In 1984 I worked for a summer along with Dave Scheer for Jan and Beverly Masek up at Stuckagain Heights, a nice restaurant overlooking Anchorage. Jan was an Iditarod dog musher, race car driver, and restaurant owner who had escaped from communist Czechoslovakia years earlier, Beverly was his wife, a Native woman from Anvik who would later go on to be an Alaska State Representive. Jan had a bad temper but was crazy and fun and told great stories, word is that after he gave Steve Martin a ride in a sleigh behind a team of 6 horses in Colorado that he wrote his "Wild and crazy guys" routine. I believe it.
By day we worked keeping up the the team of 75 sled dogs that were there on the property and at night we showered up and were waiters in the restaurant. Jan let us renovate some old shed on the property and we lived there. For a month or more we were joined by Carl Jerue, Beverly's brother.
I haven't seen or heard from Carl for over 33 years but I thought I would pull into Anvik and ask around to see if he was around. As we turned the corner to pull into Anvik Creek a float plane landed right behind us, Jeff waved him by and he passed us in the small channel. After we were tied up I walked up the hill to look around the small village of 90 people. I couldn't see any town anywhere and when a man passed by in a pickup I asked him if he knew Carl. It was his cousin Wilson who said he would give him a call for me when he got home and ask him to come down to the river to talk.
Carl came down in his truck and we stood talking, he is my age, married with two girls at home and an adopted 17 year old son that is doing good.

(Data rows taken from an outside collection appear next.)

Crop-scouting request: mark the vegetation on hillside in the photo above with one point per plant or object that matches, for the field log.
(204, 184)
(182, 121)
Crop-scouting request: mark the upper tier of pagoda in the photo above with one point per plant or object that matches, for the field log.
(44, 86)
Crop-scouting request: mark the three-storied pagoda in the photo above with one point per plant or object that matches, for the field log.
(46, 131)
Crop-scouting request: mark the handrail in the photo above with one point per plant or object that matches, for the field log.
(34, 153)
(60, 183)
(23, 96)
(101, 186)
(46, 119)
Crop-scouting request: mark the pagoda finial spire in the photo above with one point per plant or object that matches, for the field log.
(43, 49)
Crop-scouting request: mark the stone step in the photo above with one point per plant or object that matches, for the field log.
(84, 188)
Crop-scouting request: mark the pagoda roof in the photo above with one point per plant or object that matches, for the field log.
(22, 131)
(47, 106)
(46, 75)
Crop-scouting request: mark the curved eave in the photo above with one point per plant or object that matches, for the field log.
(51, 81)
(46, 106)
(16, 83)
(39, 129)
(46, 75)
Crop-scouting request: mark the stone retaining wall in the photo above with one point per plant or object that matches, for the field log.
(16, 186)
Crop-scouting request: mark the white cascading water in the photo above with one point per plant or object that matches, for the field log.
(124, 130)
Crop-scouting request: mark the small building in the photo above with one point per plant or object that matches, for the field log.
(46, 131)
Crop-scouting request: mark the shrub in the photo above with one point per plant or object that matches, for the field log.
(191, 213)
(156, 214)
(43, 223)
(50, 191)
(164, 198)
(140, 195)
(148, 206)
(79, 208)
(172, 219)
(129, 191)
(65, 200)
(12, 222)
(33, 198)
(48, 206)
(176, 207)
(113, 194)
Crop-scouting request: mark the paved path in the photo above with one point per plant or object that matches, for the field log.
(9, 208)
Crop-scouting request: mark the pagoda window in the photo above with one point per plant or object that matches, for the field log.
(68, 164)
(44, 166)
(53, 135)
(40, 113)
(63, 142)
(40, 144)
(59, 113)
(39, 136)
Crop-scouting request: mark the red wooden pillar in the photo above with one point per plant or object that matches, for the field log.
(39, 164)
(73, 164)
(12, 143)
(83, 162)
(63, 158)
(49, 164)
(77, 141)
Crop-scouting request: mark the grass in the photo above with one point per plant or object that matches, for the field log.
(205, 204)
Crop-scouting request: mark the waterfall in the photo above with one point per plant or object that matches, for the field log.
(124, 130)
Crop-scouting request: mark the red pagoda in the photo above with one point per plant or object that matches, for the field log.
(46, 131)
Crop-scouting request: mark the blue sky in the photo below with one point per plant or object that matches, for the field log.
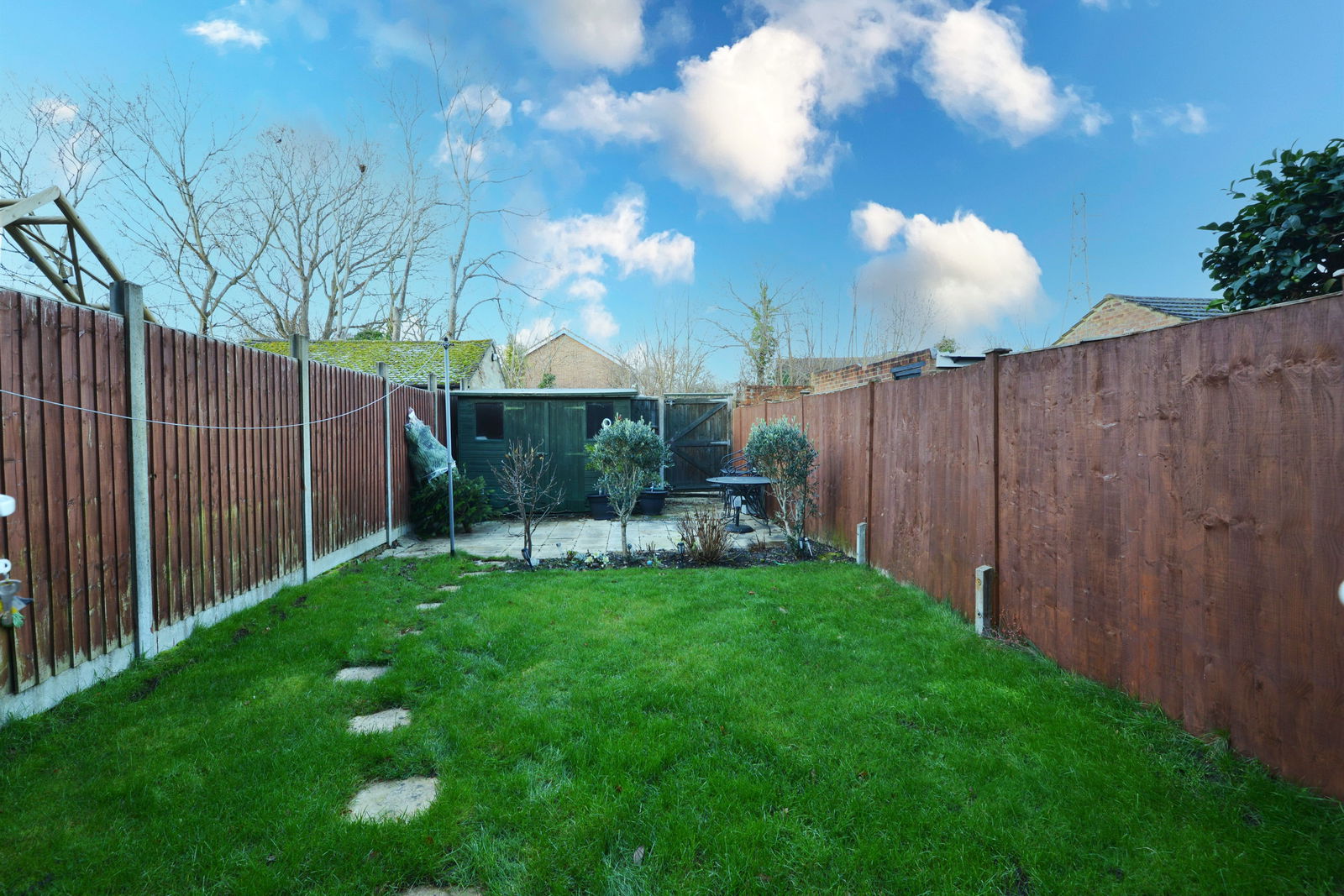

We talked about the time we capsized in a canoe in the Kenai River Canyon and were lucky to have made it and talked about our current trip along the Yukon and talked about growing up and becoming different people than who we were in our twenties. He told us how to cook a pike by peeling a willow stalk and poking it through the fish from the mouth, wrapping it around with the willow bark. Set it over a fire and slow cook it, all we need is the pike. Carl told how the village was getting a new biomass boiler heater so that they could start getting local people to cut wood for heat instead of fuel oil. He also told us that he was hopeful that the village could get a heated greenhouse built so that they could grow winter vegetables.
It was a nice visit, we gave him some small gifts that we had with us and pushed off to get out in front of the barge that was waiting to head down to the next village downstream. It was about 8 at night on the night of June 20th, the weather turned sunny and calm and not too cold so we decided to make a midnight run into the solstice.